Suspeita é que emendas impositivas possam ter sido utilizadas para desviar recursos públicos por meio de superfaturamento
Em 2023, Secretaria de Cultura e Turismo recebeu R$ 8 milhões por meio das emendas impositivas dos vereadores; Em 2024, valor destinado foi de R$ 14,4 milhões (Kamá Ribeiro)
32 dos 33 vereadores da Câmara Municipal de Campinas serão investigados em um Inquérito Civil instaurado pelo Ministério Público do Estado de São Paulo (MPSP) para averiguar suspeitas de irregularidades na destinação das emendas impositivas destinadas à área de Cultura, recurso que reserva parte do orçamento da Prefeitura para que os parlamentares indiquem onde o recurso deve ser alocado. Paulo Gaspar (NOVO) foi o único vereador não citado, uma vez que não destinou verba para a Secretaria de Cultura neste ano.
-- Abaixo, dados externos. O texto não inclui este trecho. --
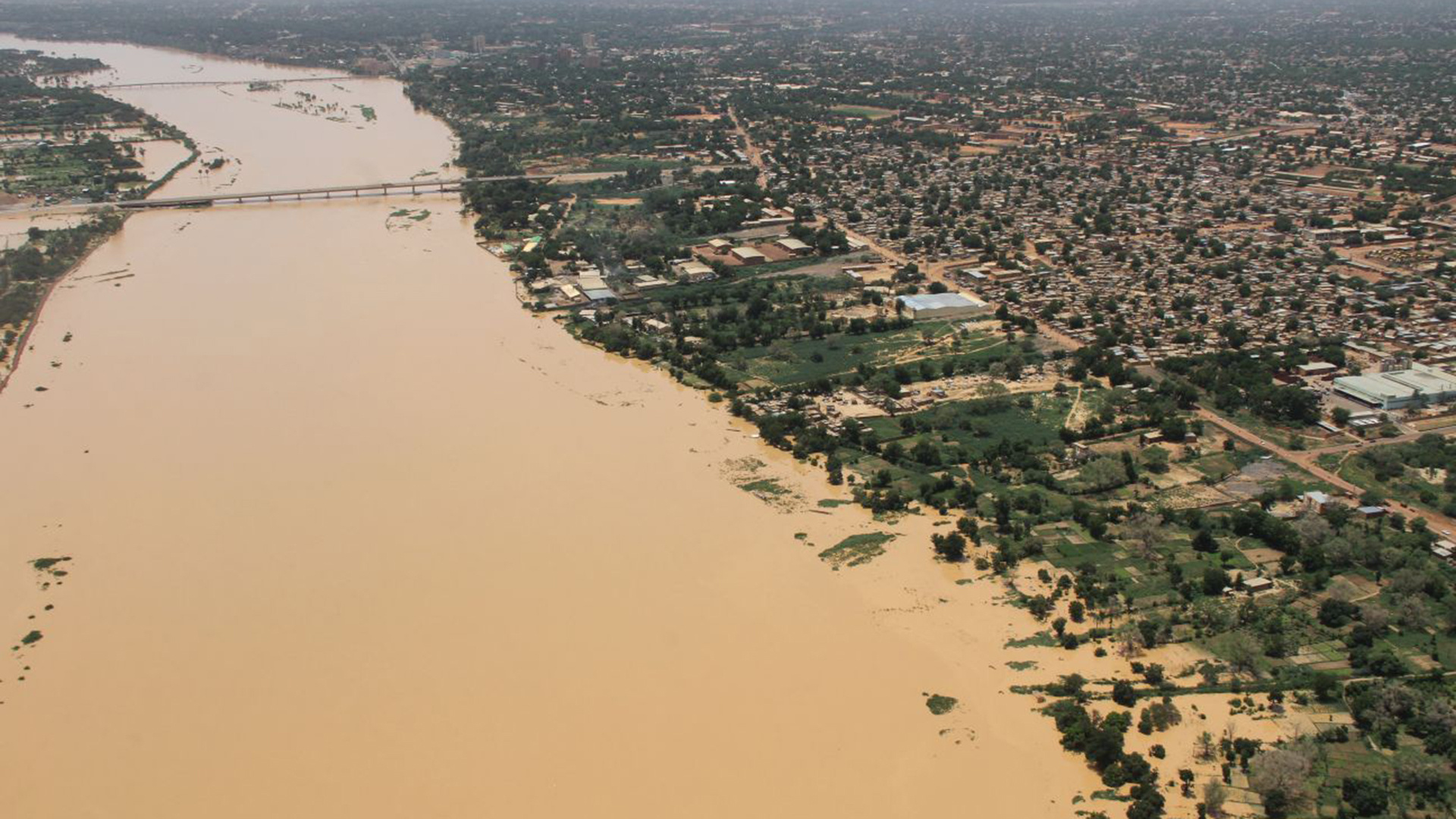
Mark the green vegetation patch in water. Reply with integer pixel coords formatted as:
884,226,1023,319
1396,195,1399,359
820,532,896,568
924,694,958,717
Uma das suspeitas gira em torno da contratação, sem licitação, de artistas com cachês vultosos, inclusive com valores acima de R$ 100 mil. Outro fator apontado é a repetição de contratações de grupos artísticos e agenciadores por uma grande quantia, o que pode indicar, de acordo com o MPSP, possível favorecimento e até desvio de recursos públicos.
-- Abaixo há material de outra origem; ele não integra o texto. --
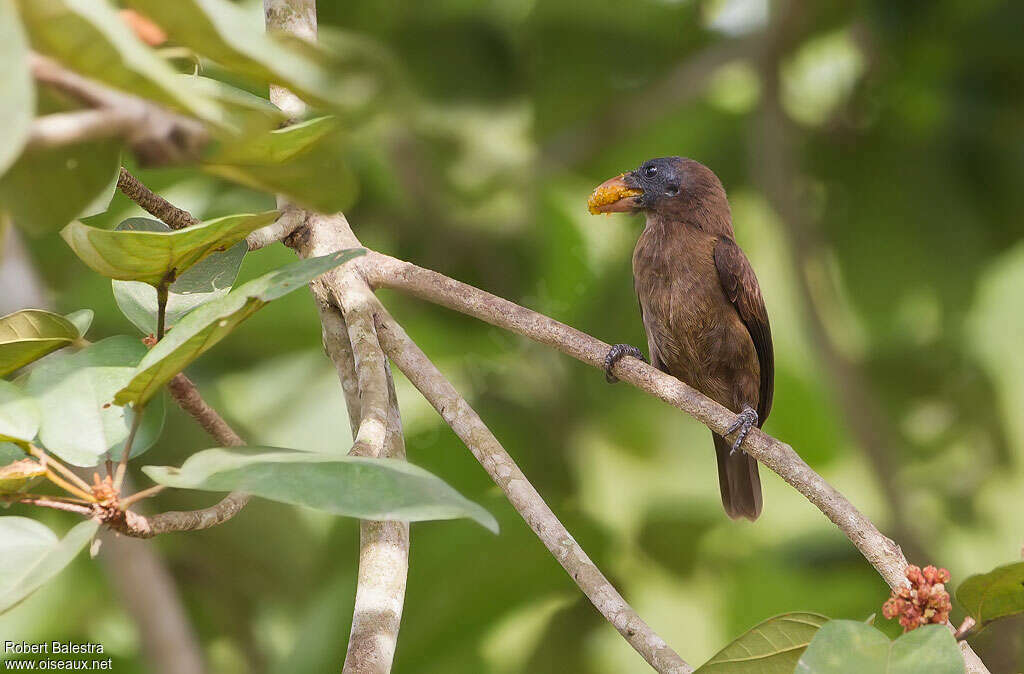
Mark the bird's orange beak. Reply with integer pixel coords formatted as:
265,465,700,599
587,173,643,215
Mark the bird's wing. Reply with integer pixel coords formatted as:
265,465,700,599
715,237,775,425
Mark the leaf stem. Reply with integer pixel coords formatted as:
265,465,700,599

O promotor Daniel Zulian orientou à Secretaria de Cultura e Turismo a suspensão da execução e do cumprimento orçamentário das emendas parlamentares impositivas destinadas, especificamente, "à contratação, mediante inexigibilidade de licitação, de pessoas físicas ou jurídicas para a realização de eventos e shows em valores que superem R$ 100.000,00 (cem mil reais), a fim de permitir o aprofundamento da apuração de eventuais irregularidades na destinação de tais emendas”.
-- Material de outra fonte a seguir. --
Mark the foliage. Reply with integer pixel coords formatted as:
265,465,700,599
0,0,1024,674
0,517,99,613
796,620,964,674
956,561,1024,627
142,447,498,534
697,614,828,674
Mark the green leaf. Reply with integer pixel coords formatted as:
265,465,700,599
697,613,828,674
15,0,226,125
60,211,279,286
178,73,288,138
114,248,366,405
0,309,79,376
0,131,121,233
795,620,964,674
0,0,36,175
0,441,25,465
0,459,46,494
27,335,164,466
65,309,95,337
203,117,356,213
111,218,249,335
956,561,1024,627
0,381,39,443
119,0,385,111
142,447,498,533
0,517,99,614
Chamou a atenção do MPSP o fato de que a Secretaria recebeu R$ 8 milhões nas emendas impositivas de 2023, mas em 2024 a soma total destinada para a Pasta atingiu R$ 14,4 milhões, quase o dobro. Caso alguma suspeita seja comprovada, o responsável poderá responder por improbidade administrativa.
O QUE DIZEM CÂMARA E SECRETARIA
A Prefeitura de Campinas e a Câmara Municipal não são investigadas neste inquérito. Em nota oficial, o Legislativo campineiro disse que está à disposição do Ministério Público para qualquer esclarecimento institucional sobre as emendas impositivas e afirmou que encaminhou ao MP "as 90 emendas destinadas à Cultura, que aliás constam no Portal da internet da Câmara de Campinas".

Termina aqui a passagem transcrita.